• Int J Oral Maxillofac Surg · Oct 2009

    Free-flap failures and complications in an American oral and maxillofacial surgery unit.

    • A R Salama, S A McClure, R A Ord, and A E Pazoki.
    • Department of Oral and Maxillofacial Surgery, University of Maryland Dental School, Baltimore College of Dental Surgery, Baltimore, Maryland 21201, USA. arsalama@umaryland.edu
    • Int J Oral Maxillofac Surg. 2009 Oct 1; 38 (10): 1048-51.

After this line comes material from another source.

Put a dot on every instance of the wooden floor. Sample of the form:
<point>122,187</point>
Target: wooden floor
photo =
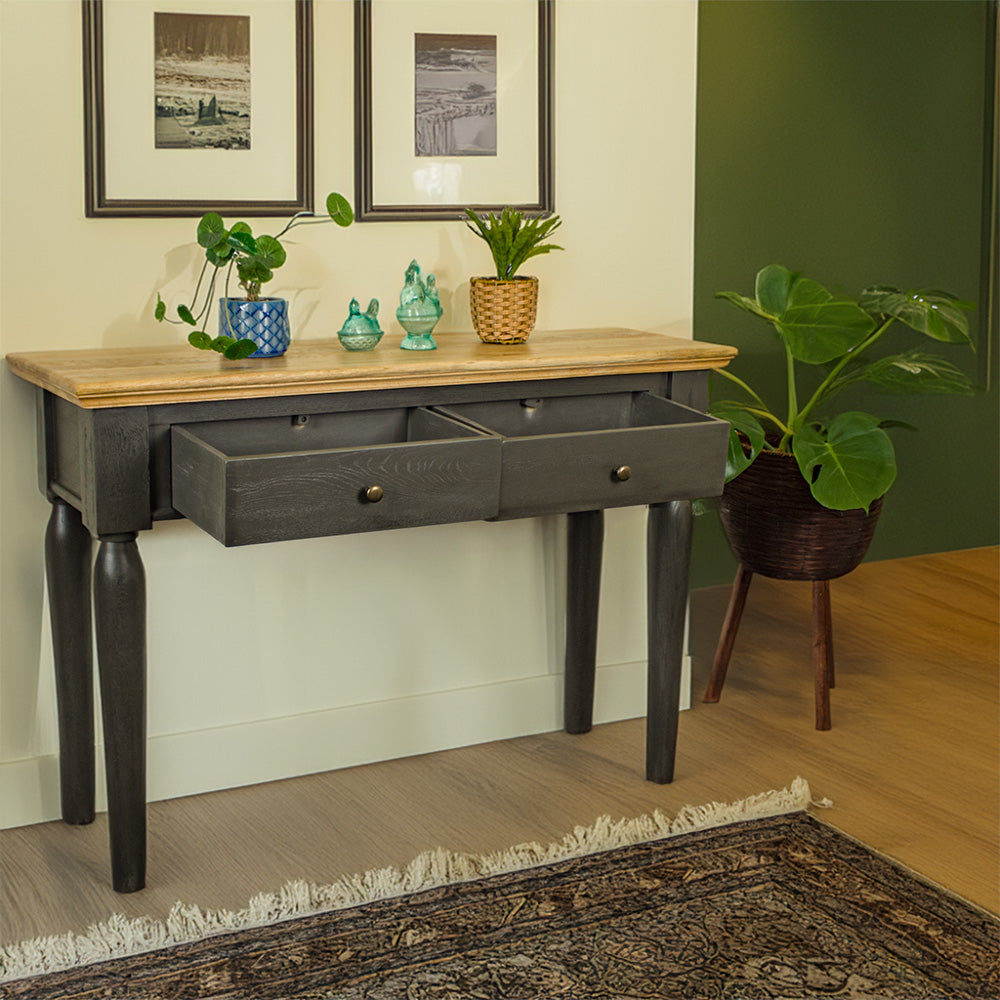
<point>911,764</point>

    AbstractFree tissue transfer is a reliable surgical technique that enables primary reconstruction following ablative surgery. Widely practised in many European units, acceptance into mainstream oral and maxillofacial surgery in the USA has been slow. The authors reviewed free flap practice patterns and outcomes in a US oral and maxillofacial surgery training program with specific emphasis on failures and complications to illustrate obstacles encountered during the initial phase of practice implementation. The demographic and clinical data of 71 consecutive patients who underwent microvascular reconstruction over 3 years (2002-2005) were reviewed. The study group included 48 males and 23 females who underwent 72 free tissue transfer procedures. Fourteen patients required operative exploration in the perioperative period. Six patients were explored for clinically compromised flaps. Thrombotic events occurred in 4 patients; 1 flap was successfully salvaged. There were 4 flap failures and 9 complications related to the donor site. Two perioperative deaths occurred from non-flap-related complications. Prolonged hospital stay and ICU utilization was observed in patients with surgical complications. Complications in this study did not affect the overall success rates of free-flaps. Salvage rates from thrombotic events were unaffected despite rigid flap monitoring protocols.